A Voz do Operário é uma grande instituição e uma referência no plano nacional. Ao longo dos anos passou por períodos diversos, alguns deles marcados por grandes dificuldades de gestão e financeiras, não obstante sem- pre encontrou resposta na abnegação dos dirigentes, na dedicação dos trabalhadores, na força dos associados, na grandeza dos seus objectivos.

A Voz concretiza uma ampla actividade no ensino, com mais de 1200 alunos, no apoio domiciliário, na cantina social, no balneário público, no centro de convívio e num amplo leque de iniciativas associativas, culturais e editoriais. São mais de 200 trabalhadores e largas dezenas de associados e amigos d’A Voz que dão corpo a todo este magnífico movimento.

Hoje, com um orçamento anual superior a cinco milhões de euros (e ciente das responsabilidades que isso implica para com os utentes e trabalhadores), as exigências de gestão são muito significativas. Para lá do rigor necessário na gestão dos recursos e na prestação de contas, requer-se uma imaginação constante para desenvolver iniciativas que permitam gerar mais e diversificadas receitas para fazer face às necessidades crescentes.

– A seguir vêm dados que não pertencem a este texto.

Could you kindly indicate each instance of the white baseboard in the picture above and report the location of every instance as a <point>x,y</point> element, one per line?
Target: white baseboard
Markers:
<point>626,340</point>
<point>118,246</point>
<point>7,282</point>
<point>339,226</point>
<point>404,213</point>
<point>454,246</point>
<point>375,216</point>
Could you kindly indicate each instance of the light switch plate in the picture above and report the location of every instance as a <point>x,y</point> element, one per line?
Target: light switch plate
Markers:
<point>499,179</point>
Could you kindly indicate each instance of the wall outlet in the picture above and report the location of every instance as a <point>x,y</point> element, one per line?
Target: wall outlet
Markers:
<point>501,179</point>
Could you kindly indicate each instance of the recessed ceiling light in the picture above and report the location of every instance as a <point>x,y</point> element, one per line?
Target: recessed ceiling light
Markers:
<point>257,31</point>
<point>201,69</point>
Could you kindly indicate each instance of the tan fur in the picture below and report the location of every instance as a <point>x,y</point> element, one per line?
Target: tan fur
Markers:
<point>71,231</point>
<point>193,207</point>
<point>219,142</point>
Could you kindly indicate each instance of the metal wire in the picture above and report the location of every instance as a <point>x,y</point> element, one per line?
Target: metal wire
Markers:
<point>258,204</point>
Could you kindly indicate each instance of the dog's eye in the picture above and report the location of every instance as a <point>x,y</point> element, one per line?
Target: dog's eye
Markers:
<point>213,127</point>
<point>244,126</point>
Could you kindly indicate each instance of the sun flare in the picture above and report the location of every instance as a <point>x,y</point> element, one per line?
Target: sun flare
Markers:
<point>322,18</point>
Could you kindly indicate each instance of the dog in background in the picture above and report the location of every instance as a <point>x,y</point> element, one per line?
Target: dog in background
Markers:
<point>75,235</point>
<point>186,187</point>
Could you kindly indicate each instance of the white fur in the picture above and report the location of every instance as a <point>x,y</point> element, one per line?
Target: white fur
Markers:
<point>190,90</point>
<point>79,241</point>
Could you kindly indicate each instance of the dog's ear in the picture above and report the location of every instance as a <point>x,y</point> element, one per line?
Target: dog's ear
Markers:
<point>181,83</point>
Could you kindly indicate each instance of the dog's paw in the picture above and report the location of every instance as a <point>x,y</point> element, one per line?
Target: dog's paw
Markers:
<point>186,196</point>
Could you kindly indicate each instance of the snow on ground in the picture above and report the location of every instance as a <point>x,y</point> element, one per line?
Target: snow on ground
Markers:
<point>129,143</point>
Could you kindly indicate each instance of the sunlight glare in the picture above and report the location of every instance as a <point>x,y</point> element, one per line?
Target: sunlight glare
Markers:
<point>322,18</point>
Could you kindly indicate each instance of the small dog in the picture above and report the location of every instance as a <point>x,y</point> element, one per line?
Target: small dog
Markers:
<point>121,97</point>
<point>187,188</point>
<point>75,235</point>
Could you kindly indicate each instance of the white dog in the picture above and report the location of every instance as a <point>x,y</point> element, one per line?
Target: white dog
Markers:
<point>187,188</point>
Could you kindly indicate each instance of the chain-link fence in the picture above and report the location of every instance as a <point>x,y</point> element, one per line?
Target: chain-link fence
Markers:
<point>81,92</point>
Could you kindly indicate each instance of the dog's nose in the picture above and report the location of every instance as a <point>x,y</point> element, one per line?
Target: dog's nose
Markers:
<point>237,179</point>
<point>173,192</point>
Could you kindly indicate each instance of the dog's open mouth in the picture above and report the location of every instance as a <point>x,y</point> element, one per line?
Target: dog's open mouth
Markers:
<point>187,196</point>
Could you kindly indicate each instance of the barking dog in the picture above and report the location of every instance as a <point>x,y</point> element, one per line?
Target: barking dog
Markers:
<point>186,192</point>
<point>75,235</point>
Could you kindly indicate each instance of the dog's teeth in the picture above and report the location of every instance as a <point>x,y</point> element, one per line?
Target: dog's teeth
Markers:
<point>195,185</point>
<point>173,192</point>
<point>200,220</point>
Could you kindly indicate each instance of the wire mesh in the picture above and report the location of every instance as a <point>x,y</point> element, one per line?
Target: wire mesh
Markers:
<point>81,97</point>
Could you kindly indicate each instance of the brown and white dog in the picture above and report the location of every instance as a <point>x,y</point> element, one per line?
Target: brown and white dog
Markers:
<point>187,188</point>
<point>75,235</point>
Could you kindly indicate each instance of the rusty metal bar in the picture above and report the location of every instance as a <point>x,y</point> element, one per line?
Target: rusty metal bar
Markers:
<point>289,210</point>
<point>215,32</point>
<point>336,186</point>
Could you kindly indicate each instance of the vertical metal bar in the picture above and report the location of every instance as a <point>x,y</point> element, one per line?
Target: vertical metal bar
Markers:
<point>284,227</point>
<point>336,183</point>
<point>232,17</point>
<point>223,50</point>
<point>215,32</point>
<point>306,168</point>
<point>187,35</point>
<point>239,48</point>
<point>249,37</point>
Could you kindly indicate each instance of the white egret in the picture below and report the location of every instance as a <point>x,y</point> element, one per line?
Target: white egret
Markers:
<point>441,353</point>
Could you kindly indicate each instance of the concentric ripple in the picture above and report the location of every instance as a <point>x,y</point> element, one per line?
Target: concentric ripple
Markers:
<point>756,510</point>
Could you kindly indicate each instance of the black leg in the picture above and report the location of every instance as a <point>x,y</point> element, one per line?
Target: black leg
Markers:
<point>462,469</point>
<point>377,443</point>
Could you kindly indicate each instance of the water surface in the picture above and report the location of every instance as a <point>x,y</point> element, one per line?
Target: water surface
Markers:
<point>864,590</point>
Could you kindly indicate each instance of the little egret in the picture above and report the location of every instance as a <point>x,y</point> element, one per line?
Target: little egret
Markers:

A título de exemplo refira-se que só para as escolas, A Voz tem de gerar anualmente mais de 55 mil euros para equilibrar as contas. A alternativa a este cenário seria sobrecarregar as famílias, sobretudo as de menores recursos.

Neste quadro de confinamento torna-se mais complexo gerar receitas em actividades como o aluguer de espaços e a realização de iniciativas. Assim, é ainda mais premente que, por um lado, as instituições que estão em dívida para com A Voz, como é o caso da Câmara Municipal de Lisboa em mais de 200 mil euros, agilizem os respectivos pagamentos e, por outro lado, o Governo tome medidas urgentes e excecionais que salvaguardem a situação financeira das IPSS e apoiem as famílias.

É, portanto, na encruzilhada destes três fatores: garantir a sua acção fundamental; ser solidária e defender os trabalhadores; gerir com rigor e reivindicar o que lhe é devido , que assentam os pilares da acção d’A Voz. Foi assim que construiu a sua História, será assim que marcará o seu futuro.